My baby boy Leo was just born when the evaluation period
began. He was approximately three months
old. So, if you’re counting,t hat would
make three kids.
Achoo! And,
look. Pregnant again.
Yes, I wanted and planned for all of them.
My dad died while I was pregnant with Leo, just before the
Luke evaluations. The road was rough and
I felt pretty much alone along the way, planning by instinct and super-mother
strength, what to do next, thinking that I could somehow fix all these things
with him. Life teaching me that I could very
much not do that. All I can do is love
him and do my best to help him also love him.
Most of the time, I feel like I completely suck at this
job. I don’t enter that world
correctly. I don’t understand its walls.
Yet, my marriage suffered despite it. My family is still at arms-length, judging my
hyper-reactiveness, then my disengagement, then my everything, then my
super-heroine-uber-molecular-hyper-focus to get the help I and they need. Like any one else in the world knows what’s
best for me and my son. Nope.
Luke’s father prohibited me writing about it though he knows
that I’m a writer and this is one way I cope and synthesize information into a
proper emotional response. It’s like the
parts you can’t see of a chair that hold it together.

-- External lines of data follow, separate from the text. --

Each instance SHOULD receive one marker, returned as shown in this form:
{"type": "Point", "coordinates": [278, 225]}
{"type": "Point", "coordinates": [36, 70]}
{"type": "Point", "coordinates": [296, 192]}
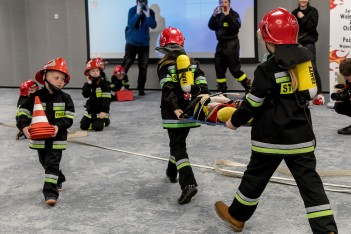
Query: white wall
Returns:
{"type": "Point", "coordinates": [30, 36]}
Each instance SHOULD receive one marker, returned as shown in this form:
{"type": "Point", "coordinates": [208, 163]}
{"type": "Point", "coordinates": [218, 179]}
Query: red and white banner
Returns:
{"type": "Point", "coordinates": [340, 37]}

Paul said that it would only hurt Luke for me to make a big
deal about it. Then there are the
reactions too, that I would be somehow whining or exploiting Luke’s
difficulties, for my own gain.
If you know me. I’m
not a whiner. Even when it’s cold and I
hate it, I try not to.
So, here’s what I say to social media in terms of
representative photographic equality:
algorithms are not human. Not
even close. An algorithm will never be
able to read the human emotion that holds close my priorities and the depth of
love that scares me because it can be just that fierce that I can scare myself.
And, no algorithm will tell you how much I love my son.
He is the first person to show me, Little Miss
Perfectionist, that trying is worth everything.